A explicação para isso é que o fígado contém altas taxas de colesterol, já que uma de suas funções é produzir esse elemento. Por exemplo, 100 gramas de fígado de boi cru têm quase 400 miligramas de colesterol, e a recomendação das principais organizações de saúde é o consumo de menos de 200 miligramas por dia para pessoas adultas.

Outro alerta é para quem tem sofre de gota e outras patologias causadas pelo excesso de ácido urico no sangue. O fato é que o fígado é rico em purina, substância que, quando metabolizada, forma justamente o ácido úrico.

Além disso, há relatos —apesar de faltarem evidências científicas— sobre a vitamina A, de que, quando consumida em quantidades exageradas, pode ser tóxica, causando sonolência, dores de cabeça e nas articulações e vômito. No caso das grávidas, ainda pode ser prejudicial para o desenvolvimento do feto, especialmente durante o primeiro trimestre de gestação.

Pelos dados da TBCA (Tabela Brasileira de Composição de Alimentos), um bife de 100 gramas de fígado bovino cru tem 7.937 microgramas do nutriente, e o consumo diário ideal é de 900 mcg para homens adultos e 700 mcg para mulheres adultas.

Como e quanto consumir de fígado

As especialistas consultadas por VivaBem são unânimes em afirmar que o fígado pode ser consumido por qualquer pessoa, mesmo as que têm colesterol alto, doenças cardíacas ou gota —nestas condições, desde que o médico responsável pelo acompanhamento não imponha restrições.

Segundo elas, o importante é apenas ter cuidado com o consumo excessivo. A recomendação é entre 100 g e 250 g por semana e como parte de uma dieta equilibrada.

Quanto à forma de consumo, para evitar contaminação, o alimento não deve ser ingerido cru. Ao invés disso, deve ser cozido, frito ou grelhado.

Importante também é escolher bem a carne, que deve ser sempre fresca. Neste sentido, deve-se observar se tem coloração escura (amarronzada) e brilho. Caso a aparência seja opaca e em um tom amarelado, não compre, não prepare e não coma.
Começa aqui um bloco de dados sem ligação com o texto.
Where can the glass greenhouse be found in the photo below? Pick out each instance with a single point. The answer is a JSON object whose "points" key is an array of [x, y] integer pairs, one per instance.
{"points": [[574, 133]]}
Fontes: Auzelivia Rego, gastroenterologista, hepatologista e professora da disciplina de doenças do trato gastrointestinal dos cursos de medicina da UFRN (Universidade Federal do Rio Grande do Norte) e da UnP (Universidade Potiguar); Luciana Setaro, professora doutora do curso de nutrição e coordenadora de pós-graduação em nutrição esportiva e wellness do Centro Universitário São Camilo (SP); Manuela Dolinsky, professora associada do Departamento de Nutrição e Dietética da Faculdade de Nutrição da UFF (Universidade Federal Fluminense) e diretora do CFN (Conselho Federal de Nutricionistas); e Renata Cintra, professora do Departamento de Ciências Humanas e Ciências da Nutrição e Alimentação do Instituto de Biociências - campus de Botucatu - da Unesp (Universidade Estadual de São Paulo).